Una vez, años atrás –él era todavía muy niño–, consiguió para ella un regalo precioso, y ella le preguntó de dónde lo había sacado, de dónde, y lo agarró del brazo hasta hacerle daño, mientras lo fulminaba con los ojos, ¿a quién se lo has robado?, ¡vamos, di!, y a él se le hundió el mundo y durante un rato no supo qué decir.
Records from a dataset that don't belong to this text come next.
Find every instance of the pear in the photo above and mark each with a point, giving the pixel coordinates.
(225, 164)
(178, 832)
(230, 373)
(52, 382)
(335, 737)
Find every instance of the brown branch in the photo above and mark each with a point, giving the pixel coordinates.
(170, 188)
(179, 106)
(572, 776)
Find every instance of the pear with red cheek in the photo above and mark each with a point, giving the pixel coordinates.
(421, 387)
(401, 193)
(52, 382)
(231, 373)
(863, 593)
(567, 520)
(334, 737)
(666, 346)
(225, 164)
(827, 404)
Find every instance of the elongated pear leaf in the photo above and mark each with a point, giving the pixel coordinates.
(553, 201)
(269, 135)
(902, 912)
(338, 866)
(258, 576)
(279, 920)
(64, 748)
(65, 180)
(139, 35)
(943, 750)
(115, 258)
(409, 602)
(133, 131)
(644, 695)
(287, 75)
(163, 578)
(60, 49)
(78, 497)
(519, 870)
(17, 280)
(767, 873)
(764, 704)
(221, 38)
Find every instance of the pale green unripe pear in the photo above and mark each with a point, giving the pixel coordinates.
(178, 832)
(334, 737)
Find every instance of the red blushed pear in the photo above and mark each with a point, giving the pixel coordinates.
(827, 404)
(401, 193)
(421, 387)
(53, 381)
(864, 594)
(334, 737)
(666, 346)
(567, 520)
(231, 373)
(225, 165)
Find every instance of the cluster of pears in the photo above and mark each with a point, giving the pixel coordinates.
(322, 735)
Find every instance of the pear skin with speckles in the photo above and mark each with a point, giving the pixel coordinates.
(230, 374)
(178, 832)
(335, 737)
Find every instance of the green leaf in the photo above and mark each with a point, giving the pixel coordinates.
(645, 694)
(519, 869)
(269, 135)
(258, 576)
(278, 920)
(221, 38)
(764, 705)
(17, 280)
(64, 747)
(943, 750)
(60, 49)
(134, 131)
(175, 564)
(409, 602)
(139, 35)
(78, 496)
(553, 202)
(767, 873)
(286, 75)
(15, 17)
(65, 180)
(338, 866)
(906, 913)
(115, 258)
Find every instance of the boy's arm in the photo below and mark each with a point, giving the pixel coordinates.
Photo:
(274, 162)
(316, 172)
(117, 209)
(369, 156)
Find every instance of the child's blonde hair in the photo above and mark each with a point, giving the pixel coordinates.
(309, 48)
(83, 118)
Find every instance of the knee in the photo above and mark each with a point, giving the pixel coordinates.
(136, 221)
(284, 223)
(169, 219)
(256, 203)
¿A quién se lo has robado? Y a él nunca se le olvidaría aquel episodio, porque era la experiencia más singular y más heroica que había tenido hasta el momento. Recordaba bien que aquella casa era más grande y honda que la suya. Había ido con su madre, los dos de la mano, y había mucha gente reunida en una sala, todos sentados muy tiesos en sillas puestas contra la pared. Se oían llantos, suspiros, quejas, palabras de pesar. Sin premeditación, por aburrimiento y por hacer algo, salió al pasillo, que era muy ancho y de altas bóvedas tenebrosas donde reverberaban las palabras y parecía habitar un mundo de lamentos, y vio los zócalos que se perdían hacia lo oscuro. Entonces sucumbió a la tentación de seguirlos. Se puso a gatas, y amparado en la convicción de ser invisible, recorrió el pasillo hasta llegar a una pequeña habitación lateral extrañamente iluminada. Porque tras la puerta toda de cristales había candelabros y cirios cuyas llamas trémulas ponían en las paredes un continuo palpitar de luces y de sombras. Se levantó, abrió la puerta y avanzó atraído por una evidencia, como si ya hubiera visto muchas veces lo que habría de ver por vez primera cuando llegase y se asomase a aquel espacio ardiente custodiado por los candelabros y por el leve silbido de las llamas.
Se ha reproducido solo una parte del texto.